Have you ever sent someone a message that was of significance only to see that they had read it and made the decision to not respond? Or adversely do you know someone who views the message without actually opening it to make you think that they haven’t seen it, letting hours go by before they finally remember “oh yeah, they asked what I wanted for dinner”? This is why I do not keep my read receipts on whatsoever because it invites a lack of urgency in communication by giving someone that option to pretend they cared or to blatantly ignore something of importance.*
*This isn’t always the case, trust me I of all people understand being busy, but bear with me
In my experience I have noticed that relationships fail, or do not bloom, almost always due to a lack of healthy communication. It is not simply the act of not responding, but not responding with the importance of the other person in mind. When we are tired or frustrated it is easy for us to talk to a friend or a loved one or even a stranger like they are beneath us or not worth our patience and time. To set a scenario you have had a long couple of days, you’re feeling frustrated with the world and all of it’s complaints and you come home to something that really gets under your skin. Your roommate did not mean to do whatever it is that they did, but nonetheless there you are agitated and ready to take it out on them. They walk in the room and all you can muster is a passive aggressive sigh or stomp to your bedroom, leaving them confused and hurt by your lack of communication. Back the scenario up and say that instead of saying nothing you offer another passive aggressive response, but you say “yeah, your day wasn’t as hard as mine” and roll your eyes as they try to tell you about how they tripped in front of a thousand people. There is a lack of communication here and no solution to the problem. You do not like what your roommate did, and odds are that you will not like it when they do it again, but because there was no communication it is bound to be set into a cycle creating a hostile environment.
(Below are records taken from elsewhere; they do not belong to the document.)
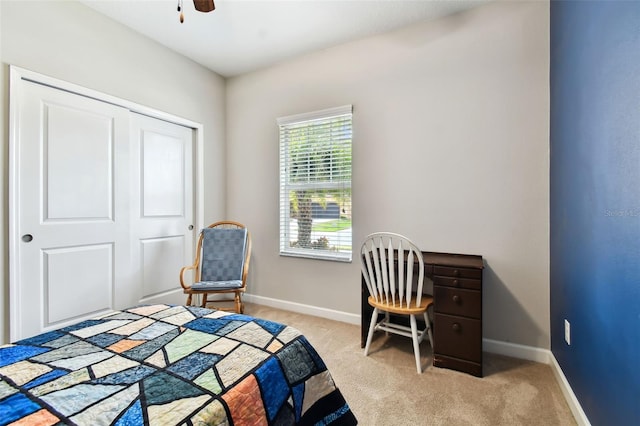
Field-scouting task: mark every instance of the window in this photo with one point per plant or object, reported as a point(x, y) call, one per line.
point(315, 184)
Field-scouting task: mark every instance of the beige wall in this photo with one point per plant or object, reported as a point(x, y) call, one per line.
point(451, 147)
point(68, 41)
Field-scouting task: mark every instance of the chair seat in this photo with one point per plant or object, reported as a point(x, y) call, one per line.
point(425, 302)
point(217, 285)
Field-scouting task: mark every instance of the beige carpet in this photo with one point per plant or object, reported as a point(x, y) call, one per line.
point(385, 389)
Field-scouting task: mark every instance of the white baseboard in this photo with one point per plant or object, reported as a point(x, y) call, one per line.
point(514, 350)
point(574, 405)
point(544, 356)
point(304, 309)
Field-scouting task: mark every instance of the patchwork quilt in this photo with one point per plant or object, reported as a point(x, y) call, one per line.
point(168, 365)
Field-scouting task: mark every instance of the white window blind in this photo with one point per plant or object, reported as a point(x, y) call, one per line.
point(315, 184)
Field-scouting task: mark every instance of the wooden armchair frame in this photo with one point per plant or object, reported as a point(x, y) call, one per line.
point(196, 266)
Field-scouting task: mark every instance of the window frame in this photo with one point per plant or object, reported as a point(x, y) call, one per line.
point(286, 186)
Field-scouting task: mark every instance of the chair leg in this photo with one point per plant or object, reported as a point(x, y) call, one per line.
point(416, 342)
point(372, 327)
point(428, 328)
point(238, 303)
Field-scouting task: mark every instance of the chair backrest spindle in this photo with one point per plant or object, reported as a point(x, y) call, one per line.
point(388, 269)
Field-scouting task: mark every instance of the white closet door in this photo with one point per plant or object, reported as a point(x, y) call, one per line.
point(72, 212)
point(101, 207)
point(162, 218)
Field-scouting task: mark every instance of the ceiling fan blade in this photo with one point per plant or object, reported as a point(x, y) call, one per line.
point(204, 5)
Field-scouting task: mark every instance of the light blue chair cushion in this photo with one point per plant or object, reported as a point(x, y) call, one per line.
point(223, 253)
point(217, 285)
Another way that we as a culture do not communicate well is when somethingbothers us and we do not say anything, but get sassy anyways, we help to maintain that hostile environment. If something bothers you, do not be afraid to say it. People appreciate honesty more than a snide remark.
A crucial point to communication is that when someone wants to have a tense conversation it does not mean that they want to argue. When we shut down because we “just don’t want to deal with it” or “just don’t want to argue” it means that we do not want to give any importance or significance to what someone else is feeling or has to say. When we shut them down we are saying, “Your feelings are irrelevant to me.”
When we do not communicate well we invite a lack of consistency, which in turn invites a lack of respect. This is the end of relationships. This is what tears us apart from one another.
So how do we overcome this fracture in the color bar? We begin to live, and love, with intention. When something bothers us we speak up and say something, not leaving our friend in the dark as to our frustrations. You cannot fix what has not been brought to light. We remember that if we want a friend we have to be a friend. If someone makes it obvious to you that they want to talk, or that they are hurting, give them the time of day. When it is all said and done you will have lost nothing but will have gained the respect of someone who needed you in that moment (PS that’s how you get people to like you, be the person who gives them the time of day or takes the time to save the day.)
There are 1,440 minutes in a day and it takes you all but 20 of those to keep up a relationship. Don’t be that guy.